4. Create a barrier between the roots and sewer lines
There are numerous barrier options to prevent roots from growing into the sewer lines. Most homeowners choose slow-release chemicals, like potassium hydroxide and copper sulfate. Others prefer to use solid materials, like wood or metal barriers outside the pipes, and run them along their sewer lines.
5. Replace vulnerable pipes
For homes built before the 1980s, plumbing systems using Orangeburg pipes were common. These conduits used wood fibers bound with a water-resistant adhesive, known as walls of ground cellulose. The manufacturer would then insert them with liquefied coal tar pitch.
Over time, these pipes deform due to long-term concentrated pressure, which the manufacturers tried to prevent with proper “bedding”. Before laying the pipe, plumbers must provide adequate compaction throughout the pipe zone, using only soil, not debris or rocks. But this does not make them resistant to the applied pressure from tree roots.
As a result, concrete or old clay sewer pipes may need to be replaced with seamless high-density polyethylene (HDPE) pipe in a trenchless pipe process. These sewer pipes have a much longer service life and are much less likely to experience tree root issues.
6. Have regular inspections
If you prefer not to remove any tree from your yard, you can monitor the root system with semi-annual inspections from a licensed plumber. Have your main sewer line from the house to the street, and perhaps even the main sewer pipe inside the home rodded/cleaned out at least once a year. They can also use micro-video technology to survey the length of the sewer pipe and determine if an invasion is present. This way, clogs and backups can be prevented.
To avoid major sewer repairs, drain clearing and cleaning should be done regularly.

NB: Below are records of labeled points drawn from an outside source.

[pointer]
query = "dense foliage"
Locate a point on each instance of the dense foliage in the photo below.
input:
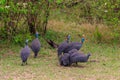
(26, 16)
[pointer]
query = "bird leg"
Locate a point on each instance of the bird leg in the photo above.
(26, 63)
(76, 63)
(22, 64)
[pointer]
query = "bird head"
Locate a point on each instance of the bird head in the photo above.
(82, 40)
(36, 34)
(26, 42)
(89, 54)
(68, 38)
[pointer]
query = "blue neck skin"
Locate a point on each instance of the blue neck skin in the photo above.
(68, 38)
(26, 42)
(36, 35)
(82, 40)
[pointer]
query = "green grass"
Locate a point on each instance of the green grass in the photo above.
(103, 65)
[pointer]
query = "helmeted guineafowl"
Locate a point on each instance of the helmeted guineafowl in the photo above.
(78, 57)
(25, 52)
(64, 59)
(63, 45)
(35, 45)
(73, 45)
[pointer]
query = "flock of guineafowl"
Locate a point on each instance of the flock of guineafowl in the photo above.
(67, 52)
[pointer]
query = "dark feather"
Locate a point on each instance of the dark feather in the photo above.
(35, 46)
(25, 52)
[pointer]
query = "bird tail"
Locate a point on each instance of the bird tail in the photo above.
(52, 43)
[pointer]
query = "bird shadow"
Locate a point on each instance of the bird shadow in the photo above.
(94, 61)
(77, 66)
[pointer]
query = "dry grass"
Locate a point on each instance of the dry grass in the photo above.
(84, 29)
(103, 64)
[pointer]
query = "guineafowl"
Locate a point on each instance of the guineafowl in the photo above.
(25, 52)
(35, 45)
(64, 59)
(78, 57)
(63, 45)
(73, 45)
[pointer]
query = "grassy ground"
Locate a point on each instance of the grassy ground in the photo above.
(104, 64)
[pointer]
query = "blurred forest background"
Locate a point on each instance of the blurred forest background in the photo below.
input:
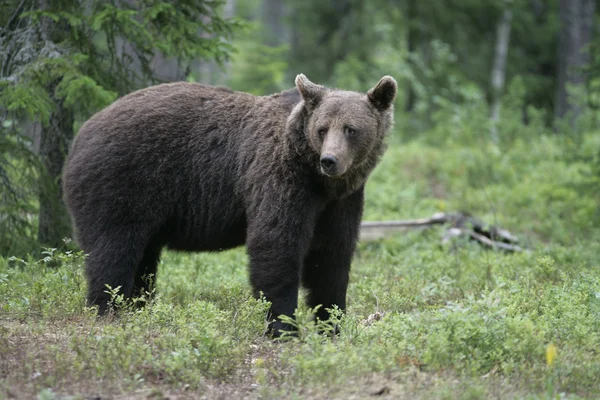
(478, 79)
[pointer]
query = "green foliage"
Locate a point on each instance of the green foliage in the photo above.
(421, 316)
(72, 58)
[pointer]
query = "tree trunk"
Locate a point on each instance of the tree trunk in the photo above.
(273, 16)
(411, 39)
(576, 20)
(55, 138)
(499, 69)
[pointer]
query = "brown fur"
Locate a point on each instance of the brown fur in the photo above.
(200, 168)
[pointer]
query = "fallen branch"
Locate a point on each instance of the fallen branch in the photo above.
(460, 225)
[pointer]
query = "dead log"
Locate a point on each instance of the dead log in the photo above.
(460, 224)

Warning Signs of Tree Roots in Sewer Line Pipes
- Clogged drains
- Gurgle sounds
- Collapsed or blocked pipes
- Sinkholes in your lawn
- Foul odors
In any case, recognize these warning signs as a possible issue. Be sure to call a plumber right away before the water backs up into the home and you have two disasters to deal with. Remember, prevention is the best method to avoid disastrous situations with your sewer lines.